La Fiscalía brasileña solicita seis años de prisión para la argentina Agustina Kambourian por injuria racial agravada, en un caso que se juzgará el 24 de marzo en audiencia de instrucción probatoria y juramento ante un juez de primera instancia.
La nueva abogada defensora, doctora Junqueira, explicó que cambió la estrategia legal al reconocer el delito irrefutable captado en un video viral, donde Agustina reaccionó de forma racista ante un gesto obsceno fuera de un bar en Brasil. La defensa anterior negaba las pruebas, pero ahora busca revocar las medidas cautelares para que Agustina pueda volver a Argentina durante el juicio, que podría extenderse más de un día por testigos extranjeros y traducciones.
En Brasil, el racismo no queda impune gracias a una legislación estricta de 2023 bajo el gobierno de Lula, que equiparó la injuria racial al racismo propiamente dicho, con un Poder Judicial independiente que aplica rigor. La Suprema Corte prohibió acuerdos de no persecución penal en estos delitos, y la Fiscalía ya pide reparación financiera, estimada en unos 2.000 dólares por injurias.
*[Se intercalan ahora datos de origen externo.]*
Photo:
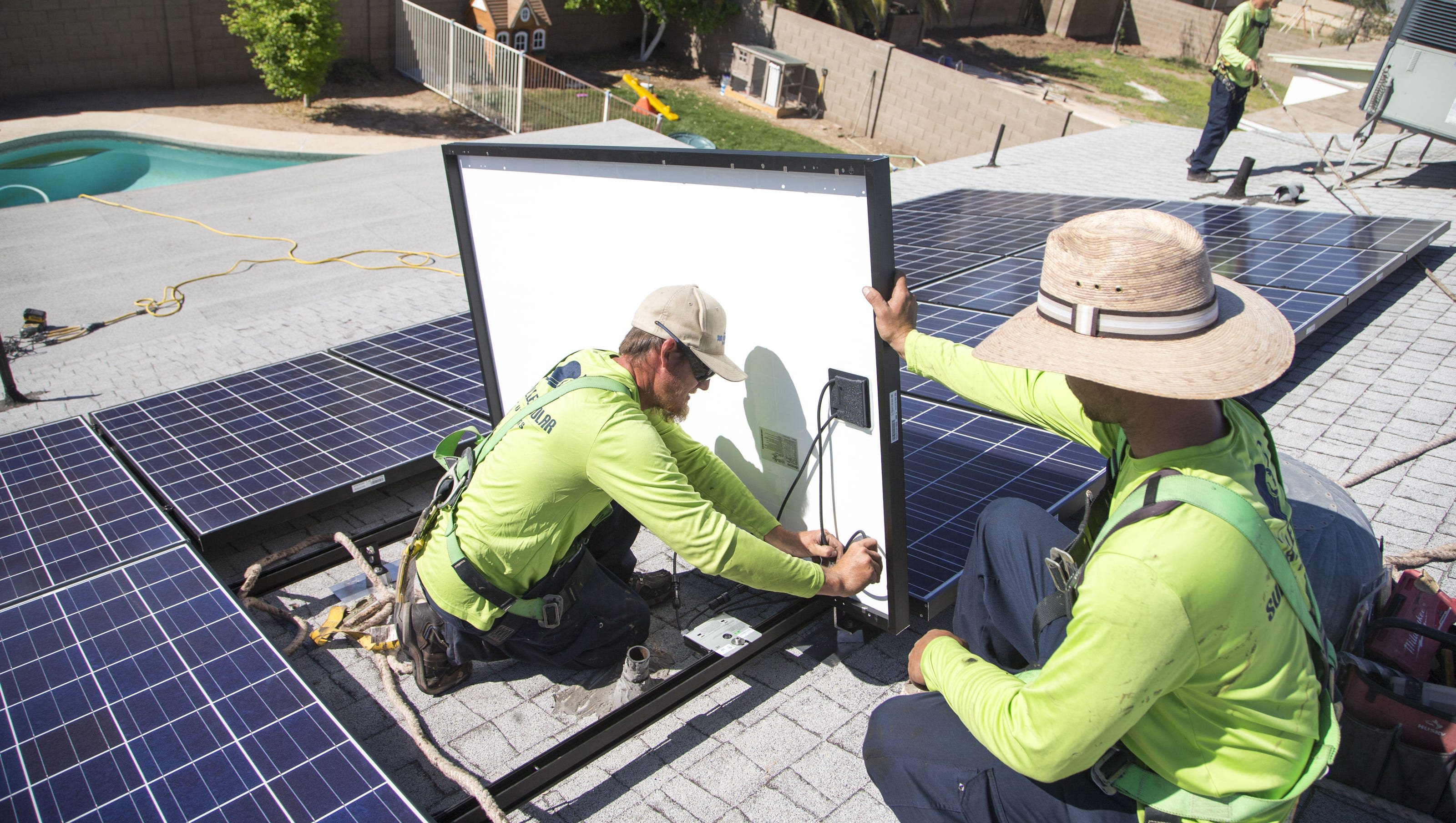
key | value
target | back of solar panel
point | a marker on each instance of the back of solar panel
(561, 245)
Agustina, quien usa tobillera electrónica y está confinada en un departamento, pidió disculpas públicas por su error, reconociendo el daño causado. El caso se convirtió en testigo emblemático para concienciar sobre el racismo, especialmente entre argentinos con "lengua floja", y podría incluir prisión si se declara concurso material de delitos.